Wills and Estate Plans

Estate plans aren’t just for rich people. Despite the fact that an estate plan is simply a legal plan defining what to do with you and your property in case your are incapacitated, the myth persists that the only people who need them are the wealthy. 

In the real world, where the wealthy are not the only people who own cars, homes, jewelry, or even financial investments, estate plans are as important for everyday people as anyone else.

What is an estate plan?

An estate plan is a set of legal instructions for what to do with your estate in the case that you can no longer express your desires, and the word “estate” simply refers to anything that you own. One common misunderstanding is that you don’t need to be dead in order for an estate plan to activate. As long as you are incapacitated to the point that you cannot communicate, you need an estate plan to speak for you. 

For example, if you got in a car wreck and were not able to speak, your estate plan would clarify to the doctors who could decide how you want to be treated, and it could allow someone to access any funds that may be required for your treatment. Or, in the event of your death, you estate plan would express to whom you want your assets to go. This can be especially important if you separated from a spouse without legally divorcing them, as the default rule in the state of Alabama is for all of your possessions to go to your spouse. Many people who have not taken this precaution find that someone they have not seen in twenty years is legally entitled to all that they own, and their actual family and loved ones are left with nothing.

What is the difference between an estate plan and a will?

People commonly confused estate plans and wills, and they aren’t entirely wrong to do so. A will is simply one ingredient of an estate plan. It dictates what will be done with your possessions after you die. The only difference between a will and an estate plan is that “estate plan” is a blanket plan for multiple different documents, each of which address different aspects of your estate.

So what are the different parts of an estate plan?

Will: The most commonly known part of an estate plan is a will. As discussed previously, it simply dictates what should be done with your possessions after you die. Do you want that old family heirloom to go to your brother or to your son? Do you want your late mother’s jewelry to go to your daughter or you 

Power of Attorney: Power of Attorney is a phrase used to refer to the ability of a person to handle your finances for you in certain situations. For example, if you are bedridden and have to take money out of your bank account, how would you do it? You cannot go to the bank yourself, and yet the bank will not give money from your account to anyone other than you. The solution is to have a power of attorney which gives a specific person, such as a spouse or a relative, the ability handle your finances and business related tasks for you. In another situation, maybe you are in a coma or are unable to communicate, but your bank account must be accessed to pay a mortgage, a car payment, or hospital bills. For this, you would need to give someone in your life the power of attorney to do so. 

Healthcare Directive: A healthcare directive is a legal document which gives the ability to make decisions about your medical treatment in the case that you are not able to. For example, if you get in car crash and are thrown into a coma, there are actually many important questions regarding your treatment that doctors need to have answered in order to treat you appropriately. Who will answer those questions for them? Your healthcare directive will express your opinions for you, and it will give the authority to a single person to answer questions which are not addressed in the document itself.

What is the advantage of having an estate plan?

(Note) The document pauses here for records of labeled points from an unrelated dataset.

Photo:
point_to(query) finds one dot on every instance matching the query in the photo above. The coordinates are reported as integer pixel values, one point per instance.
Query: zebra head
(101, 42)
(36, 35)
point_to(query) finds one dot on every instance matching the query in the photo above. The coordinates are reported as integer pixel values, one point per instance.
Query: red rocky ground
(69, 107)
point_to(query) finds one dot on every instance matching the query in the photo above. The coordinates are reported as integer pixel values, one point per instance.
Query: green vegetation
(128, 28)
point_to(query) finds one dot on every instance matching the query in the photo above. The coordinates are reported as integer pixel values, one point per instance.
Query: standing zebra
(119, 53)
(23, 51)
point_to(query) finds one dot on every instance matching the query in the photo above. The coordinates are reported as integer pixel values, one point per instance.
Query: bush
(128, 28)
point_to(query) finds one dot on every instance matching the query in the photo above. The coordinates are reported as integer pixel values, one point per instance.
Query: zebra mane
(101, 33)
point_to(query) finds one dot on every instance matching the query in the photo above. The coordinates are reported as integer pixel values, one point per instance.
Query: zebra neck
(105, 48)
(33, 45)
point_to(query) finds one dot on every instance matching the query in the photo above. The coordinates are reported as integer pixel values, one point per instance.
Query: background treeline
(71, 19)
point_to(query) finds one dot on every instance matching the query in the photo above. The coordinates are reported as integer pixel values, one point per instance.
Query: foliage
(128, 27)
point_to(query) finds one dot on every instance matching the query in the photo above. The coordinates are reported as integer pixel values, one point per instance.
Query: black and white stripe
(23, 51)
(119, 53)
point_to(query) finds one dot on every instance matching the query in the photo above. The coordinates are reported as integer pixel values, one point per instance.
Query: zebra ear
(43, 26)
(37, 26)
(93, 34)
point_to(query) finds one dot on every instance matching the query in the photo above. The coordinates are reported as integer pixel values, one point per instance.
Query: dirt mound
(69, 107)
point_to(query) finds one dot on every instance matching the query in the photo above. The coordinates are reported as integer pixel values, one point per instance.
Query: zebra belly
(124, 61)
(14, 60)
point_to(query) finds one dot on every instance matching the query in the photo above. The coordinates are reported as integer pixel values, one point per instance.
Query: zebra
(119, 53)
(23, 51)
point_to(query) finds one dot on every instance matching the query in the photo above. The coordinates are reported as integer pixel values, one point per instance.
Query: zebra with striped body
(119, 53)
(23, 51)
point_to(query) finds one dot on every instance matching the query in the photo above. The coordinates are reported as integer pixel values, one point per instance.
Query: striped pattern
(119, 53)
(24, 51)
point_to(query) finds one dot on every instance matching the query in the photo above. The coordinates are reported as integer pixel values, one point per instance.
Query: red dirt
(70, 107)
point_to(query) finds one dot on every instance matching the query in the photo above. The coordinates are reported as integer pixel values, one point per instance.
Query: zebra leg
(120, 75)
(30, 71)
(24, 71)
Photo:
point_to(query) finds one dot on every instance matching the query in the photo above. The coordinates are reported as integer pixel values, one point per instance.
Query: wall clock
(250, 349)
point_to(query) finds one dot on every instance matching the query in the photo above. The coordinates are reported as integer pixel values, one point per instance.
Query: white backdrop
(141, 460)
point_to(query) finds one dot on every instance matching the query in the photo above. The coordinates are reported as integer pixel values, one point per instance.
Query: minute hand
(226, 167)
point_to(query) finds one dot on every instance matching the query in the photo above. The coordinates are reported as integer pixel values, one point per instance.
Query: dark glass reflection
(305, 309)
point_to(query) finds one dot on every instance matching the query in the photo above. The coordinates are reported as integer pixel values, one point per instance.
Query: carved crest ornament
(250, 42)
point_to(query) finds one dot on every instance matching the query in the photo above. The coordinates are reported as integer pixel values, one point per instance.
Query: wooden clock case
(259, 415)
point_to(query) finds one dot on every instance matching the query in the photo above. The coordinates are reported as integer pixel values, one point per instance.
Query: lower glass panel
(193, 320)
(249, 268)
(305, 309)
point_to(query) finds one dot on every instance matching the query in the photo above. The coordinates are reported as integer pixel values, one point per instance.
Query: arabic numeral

The advantage of making an estate plan lies in the fact that our lives almost never look the way that the law thinks they look. If you die or are injured and do not have a will, then the law of the state you live in will choose what to do with your car, your home, or any family heirlooms. In most cases, that means they will go to your closing living relative. This could be your spouse, your parents, your siblings, children, cousins, or an aunt or uncle. In countless life circumstances, these people could be the furthest thing from who you would want to keep everything you own after you die, or decide whether or not to keep you alive in a coma. You could be legally married to someone from whom you have long since separated. You could be estranged from your immediate family, or simply want a close friend to make those decisions over anyone else. Without an estate plan, none of these desires could be expressed.

If estate plans are so important, why does’t everyone have them?

The short answer is: many people do. But those who don’t think to themselves, “I don’t have anything that I care too much about anyway, so I don’t care where it goes when I die.” About this, individuals are often wrong. 

It is as easy to forget that there are things we own which mean the world to us as it is to neglect the fact that things which seem totally mundane have significant value. It could be a family heirloom that was handed down from your grandparents. It could even be your car or your home, which you have gotten so used to that you forgot that they even needed to be dealt with after your death. 

No matter what it is, it almost always is the case that you own things which are valuable, which you care about, and which you would prefer go to the right person upon your death. The tendency to neglect some of the most important parts about our lives because we are caught up.